A little further east from the Co-op is an alleyway where you can see, set into the side of the building, a small medieval window, which is the only clue to the 14th century timber frame that has been covered with plaster cladding over the rest of the wall.
Across the street, is an attractive Regency terrace—but it had been converted from an Elizabethan mansion that was built in 1585. When I explored behind the façade, hoping I wasn’t trespassing, I found a nest of old roofs from the earlier period (I believe that is a rather more contemporary dovecote in the foreground.) A bit further east on this side of the road is the only early building in Earls Colne that looks, aside from the windows and door, pretty much as it did when it was first build in 1520. Notice the projecting “jetty” of the upper floor, which was a typical feature of the period.
The focal point of the High Street is St Andrew’s Parish Church, built on the site of a church that had stood there before 1100. The impressive tower of the present church dates from the time of John de Vere, the 15th Earl of Oxford (c. 1482 – 1540) who was the first Protestant to take the title. He was knighted by Henry VIII and attended the king in battle, but Henry’s imprint on Earls Colne is a destructive one. He didn’t only play fast and loose with his six wives, he also suppressed the Catholic monasteries in the 1530s and took their land.
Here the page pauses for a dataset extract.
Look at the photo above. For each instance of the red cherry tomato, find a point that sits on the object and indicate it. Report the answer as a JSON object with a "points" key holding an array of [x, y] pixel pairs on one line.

This was the fate, too, of the Earls Colne Priory, which had been built during the time of Aubrey de Vere in the early 1100s, and, over time, it gradually fell into ruin. Unusually, though, the lands were returned to the de Veres—possibly because of John de Vere’s service to the king, possibly because the family tombs were there. Above this small doorway in the boundary wall of the old priory is a fragment from the tomb of the Eighth Earl of Oxford who died in 1371.
The title of the Earl of Oxford, the second longest in British peerage, is now dormant, but the de Vere family held the entitlement for more than five and a half centuries, until the death of the 20th earl in 1703. It’s fair to say I think that the most famous Earl of Oxford was the 17th, Edward de Vere, because of the Oxfordian theory, claiming that the earl was the author of William Shakespeare’s plays. The dates coincide—Edward de Vere: 1550-1604, Shakespeare: 1564-1616—but I can’t be a subscriber to that view. As Dominic Dromgoole, the former artistic director of the Globe Theatre, facetiously wrote in The New York Times Book Review, “In the world of these high priests [of Shakespearean arcana], nothing can be what it seems … and finally, of course, we tumble into the monumental blindness to reality of the authorship question. Shakespeare cannot be Shakespeare, because he was.” Still, I have to say, learning that Edward de Vere was from this line of Earls of Oxford made my exploration of Earls Colne that much more intriguing.